When parents model honest emotions, children have the opportunity to see mom and dad as people and witness resilience and healthy coping mechanisms. you must share how you feel, why, and how you manage those feelings. So you can say, “Dad is very sad today. And it’s okay to be sad. But I will be fine and I will do what it takes to bring happiness back.
Just a quick word of caution: Don’t look to children for emotional support. That is not their role. Maintain a strict boundary and instead surround yourself with trusted adults who can provide emotional support.
Create a Family Mantra
Getting fired can be a teachable moment. Consider together what defines you and how you deal with difficult times. Make that a positive affirmation about who you are as a family.
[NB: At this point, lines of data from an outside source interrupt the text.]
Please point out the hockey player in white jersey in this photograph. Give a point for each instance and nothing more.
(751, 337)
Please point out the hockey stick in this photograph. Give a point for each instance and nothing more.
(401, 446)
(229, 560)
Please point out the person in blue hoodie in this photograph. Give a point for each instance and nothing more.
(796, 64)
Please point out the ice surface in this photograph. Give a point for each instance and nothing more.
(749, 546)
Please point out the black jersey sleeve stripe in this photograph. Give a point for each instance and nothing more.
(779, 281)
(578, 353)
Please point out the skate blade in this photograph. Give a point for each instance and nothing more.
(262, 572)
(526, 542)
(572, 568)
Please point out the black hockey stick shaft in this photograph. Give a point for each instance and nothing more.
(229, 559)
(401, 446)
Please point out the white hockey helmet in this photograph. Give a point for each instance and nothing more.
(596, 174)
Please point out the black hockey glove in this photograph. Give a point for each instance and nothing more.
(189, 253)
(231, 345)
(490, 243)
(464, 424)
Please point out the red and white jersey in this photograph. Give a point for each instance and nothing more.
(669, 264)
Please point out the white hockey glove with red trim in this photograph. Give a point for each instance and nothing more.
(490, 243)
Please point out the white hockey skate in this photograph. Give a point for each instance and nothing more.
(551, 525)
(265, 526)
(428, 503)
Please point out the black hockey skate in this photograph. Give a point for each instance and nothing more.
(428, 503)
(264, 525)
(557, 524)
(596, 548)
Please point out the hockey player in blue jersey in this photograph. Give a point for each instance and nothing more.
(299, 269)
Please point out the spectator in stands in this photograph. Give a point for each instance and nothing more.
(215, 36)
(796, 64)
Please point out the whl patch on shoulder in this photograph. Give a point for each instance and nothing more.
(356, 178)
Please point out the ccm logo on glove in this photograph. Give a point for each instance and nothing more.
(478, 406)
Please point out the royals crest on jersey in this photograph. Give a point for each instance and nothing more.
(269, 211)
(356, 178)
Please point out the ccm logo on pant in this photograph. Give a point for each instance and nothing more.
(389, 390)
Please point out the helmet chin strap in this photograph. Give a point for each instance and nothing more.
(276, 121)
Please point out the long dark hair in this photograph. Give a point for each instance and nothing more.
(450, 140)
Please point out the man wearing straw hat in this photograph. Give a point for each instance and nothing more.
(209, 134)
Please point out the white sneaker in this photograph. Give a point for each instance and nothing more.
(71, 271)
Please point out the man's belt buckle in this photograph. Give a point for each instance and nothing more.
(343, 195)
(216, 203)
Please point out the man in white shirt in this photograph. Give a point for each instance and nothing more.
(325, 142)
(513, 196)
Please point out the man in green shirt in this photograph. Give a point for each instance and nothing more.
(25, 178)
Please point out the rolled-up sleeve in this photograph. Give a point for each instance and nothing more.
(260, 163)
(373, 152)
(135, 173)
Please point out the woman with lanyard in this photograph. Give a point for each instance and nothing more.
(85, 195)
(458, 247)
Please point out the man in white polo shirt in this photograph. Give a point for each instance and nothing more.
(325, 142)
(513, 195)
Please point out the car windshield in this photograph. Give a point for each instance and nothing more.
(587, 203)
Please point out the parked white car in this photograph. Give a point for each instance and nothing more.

For example, “We are Colemans and we can do hard things together.”
Studies shows that these positive affirmations change neural pathways and light up the brain’s reward center. It also gives your children a sense of stability and teamwork. You are with it. You will understand it.
Children thrive with a stable family routine. Even if changes are needed, keeping the week as “normal” as possible will add to the feeling of safety and security.
Making Necessary Changes as a Family
While consistency is a goal, some lifestyle changes may be necessary. Take the opportunity to involve children in brainstorming and developing budget proposals. Suitable topics might be thinking through the grocery budget, Christmas spending, weekend activities, or clothing allowance. This is an opportunity for everyone to think outside the box. What fun meals can you put together on a budget? Create a list of unique wallet-friendly activities. A quick internet search turns up countless creative ideas. Getting everyone involved gives the whole family a sense of control while also teaching the kids financial skills they will use in the future.
Research shows that service to others helps participants see beyond their own situations and pain, so finding ways to volunteer together can be of great benefit. (And again, it’s free!) When done as a family, the experience offers quality time together, creates memories, and teaches kids valuable lessons about altruism and compassion. It has also been shown to make people happy.
Strength Training for the Long Haul
Remember, omissions are common. Maybe it’s your first time handling one, or maybe you’ve been here before. Think back to your childhood: Do you remember one of your parents getting fired? If you do, you probably remember how your family handled it. Now consider your own children: How will they remember this experience? While no one expects to look back on a layoff happily, this time doesn’t have to sink an individual or tear a family apart. But in reality, the experience can be used to bind your family closer and teach valuable lessons.
This is an opportunity to model strength, resilience, positivity, and perseverance. Modeling these behaviors can make you feel better about yourself, and that can even help you get your next job.